Re: A Compromise to the Versioning Debate

Versioning is essential as a developer shipping applications to customers.
Today I write HTML pages starting with the strongest assertion I can make:

<!DOCTYPE HTML PUBLIC "-//W3C//DTD HTML 4.01//EN">

What this means in practice is that the page has been tested with IE6/7 and
Firefox, and found to work.  Does the page follow the HTML 4.01 standard?
Not in all cases.  In some cases both browsers omitted or added features
from the specification.  For the omissions I had to find alternatives.  To
get the job done, I have used features present in both browsers, but not
part of the standard.  I had to put in extra time to get page to work in
both browsers, as behaviors differ.

Once the page is written, tested, and the application shipped to the
customer, it is important that the browser implementations not change in any
way that could break the page.  Note that the DOCTYPE assertion does not
mean the page exactly follows the HTML 4.01 standard.  Strictly speaking,
the W3C HTML standard is a fantasy.  You cannot write pages for a fantasy,
you can only write pages for real, existing browser implementations.

Once the page is shipped to the customer, you must assume that from that
point forward it will not be possible to "fix" the page to adapt to future
browsers.  From that point forward, it is essential that the behavior of the
browser not change (at least for this page).

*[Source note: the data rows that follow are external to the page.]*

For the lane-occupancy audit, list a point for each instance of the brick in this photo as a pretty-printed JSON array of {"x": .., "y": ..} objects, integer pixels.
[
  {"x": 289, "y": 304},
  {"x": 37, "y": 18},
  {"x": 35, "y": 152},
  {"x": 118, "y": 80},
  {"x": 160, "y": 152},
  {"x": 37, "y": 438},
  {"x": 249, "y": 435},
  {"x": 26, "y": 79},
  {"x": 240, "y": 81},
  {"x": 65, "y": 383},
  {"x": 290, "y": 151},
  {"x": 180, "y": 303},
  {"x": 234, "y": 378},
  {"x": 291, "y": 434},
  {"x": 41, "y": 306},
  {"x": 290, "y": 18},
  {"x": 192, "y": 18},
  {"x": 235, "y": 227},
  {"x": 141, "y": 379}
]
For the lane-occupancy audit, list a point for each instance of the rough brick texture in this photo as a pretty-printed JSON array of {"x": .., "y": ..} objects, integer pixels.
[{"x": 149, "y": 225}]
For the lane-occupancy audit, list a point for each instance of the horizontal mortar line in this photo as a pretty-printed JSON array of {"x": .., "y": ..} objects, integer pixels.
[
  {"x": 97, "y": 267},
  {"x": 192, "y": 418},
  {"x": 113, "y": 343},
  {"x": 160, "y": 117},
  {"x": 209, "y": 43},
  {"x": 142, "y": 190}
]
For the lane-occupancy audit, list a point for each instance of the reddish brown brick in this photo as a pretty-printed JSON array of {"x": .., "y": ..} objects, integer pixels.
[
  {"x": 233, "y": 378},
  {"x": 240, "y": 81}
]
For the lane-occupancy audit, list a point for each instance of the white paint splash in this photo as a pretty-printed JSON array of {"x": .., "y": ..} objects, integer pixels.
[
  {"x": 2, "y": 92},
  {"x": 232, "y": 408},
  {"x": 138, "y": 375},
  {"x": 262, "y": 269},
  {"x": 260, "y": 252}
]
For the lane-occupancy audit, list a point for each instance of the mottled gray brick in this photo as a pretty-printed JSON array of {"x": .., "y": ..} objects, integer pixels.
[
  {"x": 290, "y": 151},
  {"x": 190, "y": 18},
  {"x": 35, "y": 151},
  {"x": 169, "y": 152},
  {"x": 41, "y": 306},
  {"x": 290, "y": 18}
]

For the page to work in the future, what the DOCTYPE declaration must mean
is more than just HTML version.  The declaration must in effect capture the
current CSS and Javascript versions as well, and any future browser on
seeing that declaration must offer the same combined package of
HTML/CSS/Javascript must offer the same behavior as present browser
implementations.

Some folk argue for opting in to future changes to HTML with a declaration
like:

<!DOCTYPE HTML>

In effect this declaration asserts that the page will work in (then) current
and all future browser implementations.  This will not work.  It could work
if the specification, validation tests, and browser implementations were all
perfect.  No one is that perfect.  If any changes or additions to HTML are
made over time, there will be unexpected interactions.  There will be
unintended changes in behavior that break pages.  Since pages can only be
tested against existing implementations, pages will be based on behaviors
that are not intentional, or part of the standard.

We will make mistakes.  Hopefully we will learn from our mistakes, and over
time the scope of our mistakes diminish.  Validations tests (mainly
automated) are crucial if we want fast convergence.